La température avait considérablement chuté depuis le milieu d’après-midi. 

— Attendez ici, je reviens.

Il retira sa veste et la posa sur les épaules de la jeune femme. Celle-ci se cala contre le siège passager en cuir, épuisée. Elle savait que Tom cherchait à la préserver mais elle aurait préféré l’accompagner. Certes le cadre était bucolique. Or, il était tard, elle mourait de fatigue et à l’exception de la présence de rares marcheurs, les ruelles étaient presque entièrement vides. On ne laissait pas une femme seule à la tombée de la nuit, que l’on chercha à la préserver ou non. Elle attrapa son sac à main crocodile et s’extirpa de la décapotable. Elle poussa les portes de l’hôtel, là où s’était engouffré Tom quelques secondes plus tôt et pénétra à l’intérieur. Une odeur de poisson grillé émanait des cuisines. Il n’y avait pas foule. A l’exception peut-être d’une famille modeste riait aux éclats dans la petite salle de réception tandis que leur chien faisait des courbettes. Le serveur s’avança vers elle d’un pas déterminé. 

— Que puis-je faire pour vous Madame ? 

— J’accompagne Monsieur Harris. Il vient d’entrer à l’instant. 

— Suivez-moi. 

Pippa l'accompagna sans un mot. Le jeune homme s’arrêta devant un local digne d’un QG de malfrat. Tom se tenait debout face au bureau croulant sous la paperasse. Penché en avant, le combiné plaqué contre son oreille, il semblait contrarié. Même s’il tentait de contenir l’intonation de sa voix. Il raccrocha furieux puis prit sa tête entre ses mains. Lorsqu’il releva les yeux, il croisa le regard de Pippa.

— Que faites-vous ici ? 

Son ton était sec presque froid.

— On ne vous a pas dit qu’une femme ne devait jamais rester seule ?

Elle sourit, essayant de le dérider. Mais l’effet inverse se produit. Tom se braqua. Il ouvrit la bouche puis la referma, laissant Pippa perplexe. 

— Je crois que nous allons devoir passer la nuit ici, avoua-t-il.

Pippa le fixa d’un œil interrogateur.

— Le garagiste est en vacances et le dépanneur ne pourra pas faire une halte à Ravello avant demain. 

Tom se tourna vers le serveur resté scotché dans l’embrasure de la porte.

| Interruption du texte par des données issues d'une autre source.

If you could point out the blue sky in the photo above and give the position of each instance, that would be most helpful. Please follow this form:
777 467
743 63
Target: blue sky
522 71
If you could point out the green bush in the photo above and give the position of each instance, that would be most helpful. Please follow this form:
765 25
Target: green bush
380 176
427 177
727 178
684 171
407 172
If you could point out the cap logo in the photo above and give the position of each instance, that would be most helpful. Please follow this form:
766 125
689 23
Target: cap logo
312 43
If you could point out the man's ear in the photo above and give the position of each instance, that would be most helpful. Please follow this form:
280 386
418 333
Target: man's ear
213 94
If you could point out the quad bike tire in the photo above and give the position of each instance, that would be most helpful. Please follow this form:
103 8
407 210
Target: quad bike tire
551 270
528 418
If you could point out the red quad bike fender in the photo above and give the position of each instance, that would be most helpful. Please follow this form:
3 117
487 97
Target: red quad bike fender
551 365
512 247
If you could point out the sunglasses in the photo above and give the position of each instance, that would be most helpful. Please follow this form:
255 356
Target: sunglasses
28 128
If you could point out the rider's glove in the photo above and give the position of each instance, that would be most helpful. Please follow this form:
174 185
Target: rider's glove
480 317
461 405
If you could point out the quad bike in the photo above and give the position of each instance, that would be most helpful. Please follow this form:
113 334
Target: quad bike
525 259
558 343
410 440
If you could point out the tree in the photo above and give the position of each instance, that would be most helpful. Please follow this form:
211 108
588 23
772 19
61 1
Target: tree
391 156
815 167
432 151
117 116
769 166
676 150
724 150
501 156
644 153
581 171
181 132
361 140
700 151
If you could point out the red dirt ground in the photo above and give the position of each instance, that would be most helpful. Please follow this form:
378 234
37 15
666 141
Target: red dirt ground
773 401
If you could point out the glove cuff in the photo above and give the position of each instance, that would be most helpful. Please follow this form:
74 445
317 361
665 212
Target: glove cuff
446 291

—  Vous reste-t-il deux chambres ? Deux lits simples nous conviendront.

— Je vais me renseigner.

Le garçon se volatilisa plus vite que son ombre. Dans la restauration, se montrer discret était essentiel. Et ce serveur l’avait bien compris. D’autant plus lorsque votre interlocuteur se montrait des plus hostile. Pippa et Tom ne tardèrent pas à le suivre. Quelques pas suffirent pour qu’ils se retrouvent devant le registre.

— Il ne me reste plus qu’une chambre double, dit-il en se râclant la gorge.

Pippa baissa les yeux mal à l’aise. 

— Puisque nous n’avons pas le choix, reconnut Tom.

— Bien. Suivez-moi.

Ils montèrent les escaliers. Ceux-ci craquèrent sur leur poids. Pippa crut même voir de la poussière s’échapper des planches. 

— Chambre six. Je vous laisse vous installer. Désirez-vous quelques rafraichissements ?

— Non merci, le remercia Tom poliment avant de fermer la porte. 

Il s’avança vers la fenêtre de la pièce exiguë. Une table d’appoint, un placard, deux tableaux et un lit deux places ornaient la chambre.

Rudimentaire. 

— Je dormirais par terre, s’inclina Tom.

Il se dirigea vers l’armoire et en retira une couverture en laine, qu’il étendit sur la moquette tachée. Fantastique. 

Il grimaça.

— Pourriez-vous me donner un traversin ?

Pippa n’osait pas faire le moindre mouvement. Les bras croisés, debout face au matelas, elle ne savait comment se comporter. C’était bien la première fois qu’elle partageait sa chambre avec un homme. Et pas n’importe quel homme. Tom ne la laissait pas indifférente. 

— Je suis désolée de vous infliger cela, couina-t-elle, en tournoyant une de ses longues mèches entre ses doigts. 

La pièce lui paraissait soudainement étouffante. 

— Pourquoi vous excusez-vous ?  Vous n’y êtes pour rien. 

Il s’empara lui-même de l’oreiller. Pippa s’assit sur la housse de couette et retira ses escarpins. Elle se défit de la veste de Tom et la posa au pied du lit. Tom se coucha à même le sol et plaça ses mains derrière la tête. Ses yeux se perdirent sur le plafond jaunâtre. Cette nuit s’annonça des plus inconfortables. Et ce dans tous les sens du terme.

Pippa se décida enfin à s’étendre sur le lit et se tourna vers la fenêtre. D’ici, on pouvait entendre le clapotis des vagues. Et étrangement cela l’apaisa. Elle ferma les yeux et se laissa sombrer dans le néant.